With many BI tools analytical logic can be implemented without requiring any programming. This company is able to put together analysis that determines questionable readings and detects missed readings based on customized criteria. Without any programming, they can continually assess the data integrity of the data streams and tell whether the data collection component is working properly at a quick glance. The threshold for flagging questionable readings is fully customizable thus can be quickly adjusted to accommodate changes in manufacturing procedure. Moreover, the company is also able to set up substitution logic that identifies abnormal readings which are most likely due to device malfunction or meter over ow, and replace those abnormal readings with configurable substitutes which normally derive from average historical readings. So as to avoid the situation where a few enormous large values in the data completely ruin the entire analysis (e.g., by dwarfing rest of the data points on the line chart).
To push analysis automation even further, measurement thresholds can also be set within the BI tool to proactively alert responsible users of worrisome trends in utility usage via emails or text messages. So that managers do not have to stare at computer screens all day long and worried that they would otherwise miss something important. Those alerts can also be acted upon immediately by creating a task in the BI tool and assign it those who are responsible. By utilizing the cloud-native self-service BI tool to automate the entire process from data import, analysis generation, to acting upon the results. The company has made significant improvement on speeding up issues identification process in their utility consumption as well as shortening their response and decision making cycle to prevent waste and capture savings in utility costs to drive up the profit.

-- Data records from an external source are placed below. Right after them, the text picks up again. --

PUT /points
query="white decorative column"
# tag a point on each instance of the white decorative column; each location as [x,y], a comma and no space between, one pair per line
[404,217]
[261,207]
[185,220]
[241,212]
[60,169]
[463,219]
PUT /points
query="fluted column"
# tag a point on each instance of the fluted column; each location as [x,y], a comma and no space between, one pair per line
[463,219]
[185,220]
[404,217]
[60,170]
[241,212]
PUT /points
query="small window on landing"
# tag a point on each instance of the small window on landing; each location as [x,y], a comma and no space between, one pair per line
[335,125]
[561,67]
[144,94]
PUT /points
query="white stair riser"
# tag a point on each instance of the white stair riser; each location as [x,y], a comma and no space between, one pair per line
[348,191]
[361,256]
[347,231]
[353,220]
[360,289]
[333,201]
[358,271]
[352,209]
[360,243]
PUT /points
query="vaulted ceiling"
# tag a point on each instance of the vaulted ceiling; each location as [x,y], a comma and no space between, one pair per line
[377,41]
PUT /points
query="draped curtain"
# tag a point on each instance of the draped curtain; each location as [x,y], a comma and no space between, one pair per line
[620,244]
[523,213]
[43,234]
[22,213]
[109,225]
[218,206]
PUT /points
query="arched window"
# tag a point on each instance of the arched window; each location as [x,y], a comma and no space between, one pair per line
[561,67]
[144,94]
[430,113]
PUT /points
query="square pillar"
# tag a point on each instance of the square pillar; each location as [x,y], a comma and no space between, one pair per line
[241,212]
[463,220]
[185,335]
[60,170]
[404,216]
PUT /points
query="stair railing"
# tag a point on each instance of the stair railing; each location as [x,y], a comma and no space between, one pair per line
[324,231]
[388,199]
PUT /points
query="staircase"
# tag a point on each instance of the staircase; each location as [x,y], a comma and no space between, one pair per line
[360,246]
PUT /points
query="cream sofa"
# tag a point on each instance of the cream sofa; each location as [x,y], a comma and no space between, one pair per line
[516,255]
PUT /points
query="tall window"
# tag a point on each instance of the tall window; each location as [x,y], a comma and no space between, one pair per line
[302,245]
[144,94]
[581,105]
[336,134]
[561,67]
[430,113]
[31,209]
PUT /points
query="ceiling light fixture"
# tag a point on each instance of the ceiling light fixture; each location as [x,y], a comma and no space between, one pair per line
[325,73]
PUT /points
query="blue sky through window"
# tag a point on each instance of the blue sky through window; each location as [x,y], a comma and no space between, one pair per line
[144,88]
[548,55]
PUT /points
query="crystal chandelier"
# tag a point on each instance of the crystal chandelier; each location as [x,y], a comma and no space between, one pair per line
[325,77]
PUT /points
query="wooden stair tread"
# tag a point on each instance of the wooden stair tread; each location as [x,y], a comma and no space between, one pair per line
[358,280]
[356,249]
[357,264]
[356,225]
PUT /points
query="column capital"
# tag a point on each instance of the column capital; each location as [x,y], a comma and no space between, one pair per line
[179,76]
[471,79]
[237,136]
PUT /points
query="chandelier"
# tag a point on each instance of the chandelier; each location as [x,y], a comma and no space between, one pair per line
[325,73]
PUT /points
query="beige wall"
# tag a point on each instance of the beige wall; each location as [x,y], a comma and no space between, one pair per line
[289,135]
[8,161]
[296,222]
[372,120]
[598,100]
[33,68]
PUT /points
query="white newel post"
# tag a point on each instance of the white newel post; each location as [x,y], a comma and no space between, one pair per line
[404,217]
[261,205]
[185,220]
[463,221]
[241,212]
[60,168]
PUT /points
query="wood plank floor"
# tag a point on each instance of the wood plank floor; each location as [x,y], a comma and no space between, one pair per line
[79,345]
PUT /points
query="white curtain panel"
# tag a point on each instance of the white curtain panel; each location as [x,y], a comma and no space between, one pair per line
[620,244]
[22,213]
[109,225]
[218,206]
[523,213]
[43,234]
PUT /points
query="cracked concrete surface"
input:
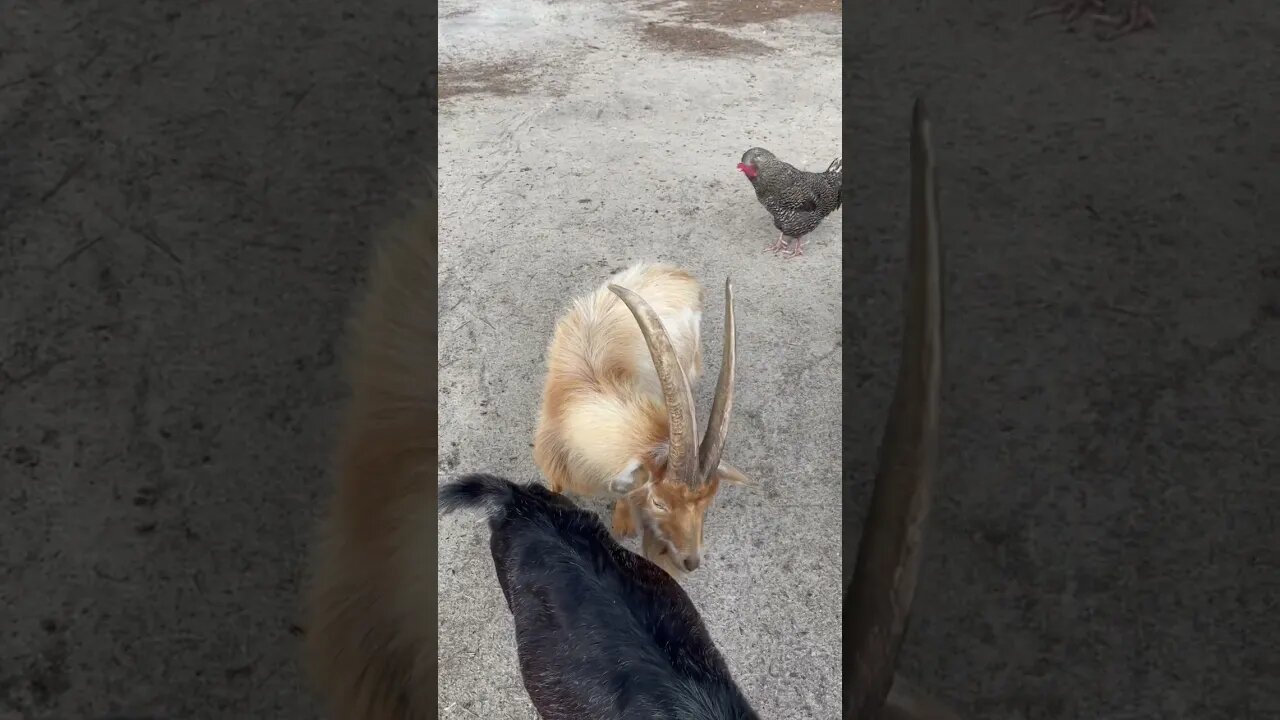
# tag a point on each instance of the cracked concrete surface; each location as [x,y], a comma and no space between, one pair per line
[600,135]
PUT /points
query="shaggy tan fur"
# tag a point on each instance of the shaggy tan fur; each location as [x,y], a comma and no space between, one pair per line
[370,630]
[602,402]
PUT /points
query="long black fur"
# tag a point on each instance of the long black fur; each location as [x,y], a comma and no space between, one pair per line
[600,632]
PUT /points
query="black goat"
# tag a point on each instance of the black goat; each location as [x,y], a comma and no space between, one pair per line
[602,633]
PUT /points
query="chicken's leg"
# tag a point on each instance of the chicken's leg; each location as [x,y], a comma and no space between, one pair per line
[796,250]
[777,245]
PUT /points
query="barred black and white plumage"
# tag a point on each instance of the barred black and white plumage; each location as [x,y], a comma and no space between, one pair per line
[798,199]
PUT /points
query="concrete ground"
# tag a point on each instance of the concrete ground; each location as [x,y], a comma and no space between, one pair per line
[1105,537]
[577,139]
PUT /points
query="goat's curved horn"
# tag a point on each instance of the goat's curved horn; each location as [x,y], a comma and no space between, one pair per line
[880,598]
[717,422]
[682,454]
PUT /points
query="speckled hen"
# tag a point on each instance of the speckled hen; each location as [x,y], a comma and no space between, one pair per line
[798,200]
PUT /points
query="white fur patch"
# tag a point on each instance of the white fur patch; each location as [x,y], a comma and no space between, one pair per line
[625,481]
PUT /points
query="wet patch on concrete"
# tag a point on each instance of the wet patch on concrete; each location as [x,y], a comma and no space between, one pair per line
[501,77]
[702,41]
[728,13]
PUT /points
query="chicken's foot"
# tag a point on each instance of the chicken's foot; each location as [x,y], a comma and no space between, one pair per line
[1138,17]
[778,245]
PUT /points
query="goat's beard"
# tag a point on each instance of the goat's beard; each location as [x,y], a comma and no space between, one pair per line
[654,550]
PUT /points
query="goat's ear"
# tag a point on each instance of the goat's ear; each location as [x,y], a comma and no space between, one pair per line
[732,474]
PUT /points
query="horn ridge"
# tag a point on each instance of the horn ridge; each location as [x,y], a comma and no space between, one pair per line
[722,404]
[888,556]
[682,452]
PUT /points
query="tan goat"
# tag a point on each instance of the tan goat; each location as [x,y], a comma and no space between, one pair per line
[617,410]
[370,623]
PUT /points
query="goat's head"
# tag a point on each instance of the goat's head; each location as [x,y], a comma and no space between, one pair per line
[684,479]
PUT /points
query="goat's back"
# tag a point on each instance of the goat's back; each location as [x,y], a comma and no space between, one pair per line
[370,648]
[600,632]
[602,401]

Thanks to the cloud-native nature of the BI tool, utility consumption analytics solutions can be easily rolled out to multiple distributed facilities. Both the data and the analytical logic are centrally managed in the cloud and can be shared securely to authorized user/parties. Centrally controlled data and logic offers a single version of truth eliminating the headaches of spreadsheets with corrupted formulas being routed across departments.
Companies leveraging cloud-native self-service BI for utility consumption analysis are experiencing considerable amount of savings from the real-time monitoring of cumulative consumption on a daily basis and the constant comparison of actual usage vs. goals. Being able to automate the process of data collection and analysis generation creates a real-time defense against waste and inefficiency.